The largest model we currently have to play with with is the multi-area cortical model. Although it has 64516 synapse groups, due to its use of procedural connectivity (where all synaptic connectivity, weights and delays are generated on the fly), it doesn't actually have any per-synapse group variables with push and pull functions. Nonetheless, using the new simple error handling reduces the compilation time of the runner.cc from 155 to 129 seconds. Finally, although it is not possible to run the model in this way as no single GPU has enough memory, we can generate a runner.cc from this model with standard, in-memory sparse connectivity and push and pull functions for each variable. This results in a nightmarish, 114 mbyte runner.cc which, using the original CHECK_CUDA_ERRORS macro, would definitely be impossible to compile on any reasonable machine. However, using the new simplified macro, the runner can be compiled in just over 20 minutes and requires just over 14 gbyte of memory — still pretty unusable but definitely progress!

Long-term solutions

The majority of the time, the errors which the CHECK_CUDA_ERRORS macro is aiming to catch are out of memory errors in the allocateMem function and errors that occured during (asynchronous) kernel launches that are only caught at the next push or pull call (which are typically the main synchronisation points) so perhaps, in future, we could adopt a more targetted error-handling approach which provides a balance between sufficient debugging information and compilation time.
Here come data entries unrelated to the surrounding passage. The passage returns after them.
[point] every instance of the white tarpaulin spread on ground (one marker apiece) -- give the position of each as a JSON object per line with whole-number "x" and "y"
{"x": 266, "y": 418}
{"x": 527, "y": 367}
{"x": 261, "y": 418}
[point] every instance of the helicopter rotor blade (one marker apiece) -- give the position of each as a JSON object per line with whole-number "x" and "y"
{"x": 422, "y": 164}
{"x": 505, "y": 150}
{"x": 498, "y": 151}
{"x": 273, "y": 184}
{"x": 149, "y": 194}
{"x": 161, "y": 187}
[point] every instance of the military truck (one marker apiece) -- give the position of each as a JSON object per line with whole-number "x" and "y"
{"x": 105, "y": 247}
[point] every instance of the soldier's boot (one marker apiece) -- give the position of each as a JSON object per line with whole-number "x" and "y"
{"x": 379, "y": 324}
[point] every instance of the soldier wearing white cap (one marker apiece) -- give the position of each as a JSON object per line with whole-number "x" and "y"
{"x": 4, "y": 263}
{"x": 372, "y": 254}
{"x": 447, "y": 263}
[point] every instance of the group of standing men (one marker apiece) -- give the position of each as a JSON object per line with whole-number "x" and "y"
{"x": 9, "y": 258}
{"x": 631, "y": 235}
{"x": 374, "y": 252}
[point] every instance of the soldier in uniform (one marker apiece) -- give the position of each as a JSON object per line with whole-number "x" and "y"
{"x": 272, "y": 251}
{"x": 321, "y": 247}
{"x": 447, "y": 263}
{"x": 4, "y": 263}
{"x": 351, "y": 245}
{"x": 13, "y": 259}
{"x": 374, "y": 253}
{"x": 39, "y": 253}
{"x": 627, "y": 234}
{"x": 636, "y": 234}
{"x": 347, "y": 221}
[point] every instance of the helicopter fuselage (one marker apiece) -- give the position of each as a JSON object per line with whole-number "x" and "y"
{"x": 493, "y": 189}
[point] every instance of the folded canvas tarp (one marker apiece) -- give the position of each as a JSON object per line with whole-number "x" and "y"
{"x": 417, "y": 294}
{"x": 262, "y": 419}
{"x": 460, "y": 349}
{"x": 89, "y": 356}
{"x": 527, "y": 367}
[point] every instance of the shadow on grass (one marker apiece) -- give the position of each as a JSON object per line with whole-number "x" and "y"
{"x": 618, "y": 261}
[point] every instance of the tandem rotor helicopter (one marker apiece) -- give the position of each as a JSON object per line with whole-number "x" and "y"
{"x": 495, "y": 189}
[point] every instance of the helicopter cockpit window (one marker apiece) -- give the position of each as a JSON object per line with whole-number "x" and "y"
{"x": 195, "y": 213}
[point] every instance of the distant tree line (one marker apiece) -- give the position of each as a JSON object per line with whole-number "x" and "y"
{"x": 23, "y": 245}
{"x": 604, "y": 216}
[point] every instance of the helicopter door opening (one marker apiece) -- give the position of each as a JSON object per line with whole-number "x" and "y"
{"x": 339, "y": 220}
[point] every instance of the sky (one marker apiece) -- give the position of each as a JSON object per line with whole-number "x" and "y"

However, while the error handling changes discussed here allow the current approach to generating runner.cc files to scale a bit further, the code we are generating is still pretty pathological, least of all because the Windows PE executable format has a limit of 65535 symbol limit which you can hit quite easily with a large model. Early this year, I made an attempt at re-writing the code generator to apply the same merging strategy GeNN uses elsewhere to runner.cc. This means that all the variables associated with neuron and synapse populations with the same types of state variable can be allocated using one piece of shared generated code. While this works, it adds yet more complexity to GeNN and fundamentally breaks the 'classic' way of using GeNN from C++, where you link some C++ simulation code against your generated code and can access state variables directly by name. However, based on this investigation, maybe that project needs resurrecting!

All the code I've developed to explore this problem is available from my Github.